財務省は7日、2022年度予算に向けた各省庁の概算要求の総額が111兆6559億円だったと発表した。今秋は自民党総裁選衆院選など重要な政治日程が控える。結果は予算編成の中身や日程を左右することになるだけに、編成作業が越年する異例の事態を予想する声もある。

 要求総額は、4年連続で過去最大を更新した。新型コロナ対策の予備費5兆円を除き、21年度当初予算と比べると、10兆462億円(9・9%)増えた。100兆円超えは8年連続だ。

 菅義偉首相が注力した脱炭素化やデジタル化などの重点4分野の要求総額は、財務省が想定する上限の4・4兆円に近い4兆3686億円。今後の感染状況などが見通しにくく、金額を未定とした「事項要求」も相次ぎ、実質の要求額はさらに大きくなる。

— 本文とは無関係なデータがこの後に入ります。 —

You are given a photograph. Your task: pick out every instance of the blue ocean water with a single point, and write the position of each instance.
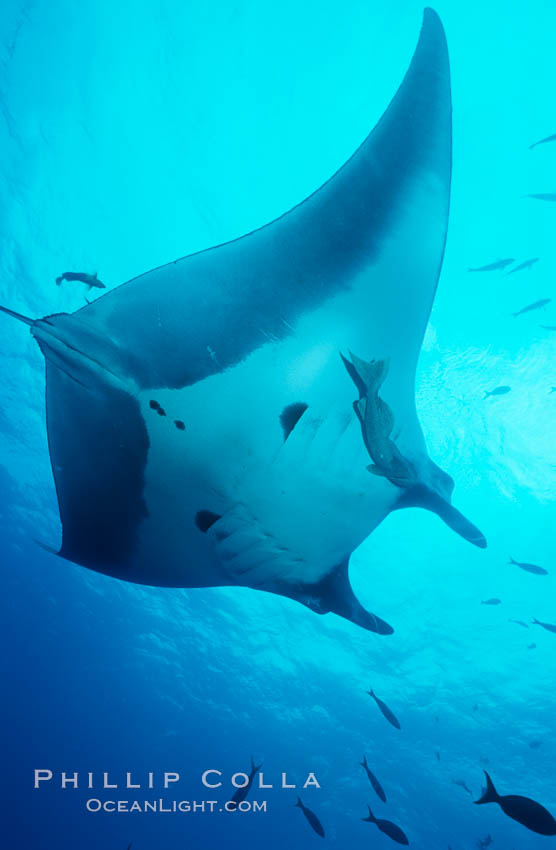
(134, 134)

 例年は概算要求が出そろった9月から各省庁と財務省の折衝を中心とした予算編成作業が本格化し、年末に政府案を閣議決定する。だが、今年は様相が大きく異なる。菅氏が3日、自民党総裁選への不出馬を表明したためだ。29日の総裁選後、新首相の指名とともに退陣することが確実となり、その後には遅くとも11月末までに総選挙もある。

 菅氏が指定した4分野のように、予算には時の首相の意向が色濃く反映される場合が多い。内閣や与党の新体制が決まらなければ、その意向や要望を聞き取り、予算に反映させる作業がしづらい。財務省幹部は「予算の『見せ方』は新政権になれば当然変わるだろう」と予測。一定の組み替えが求められる可能性も想定する。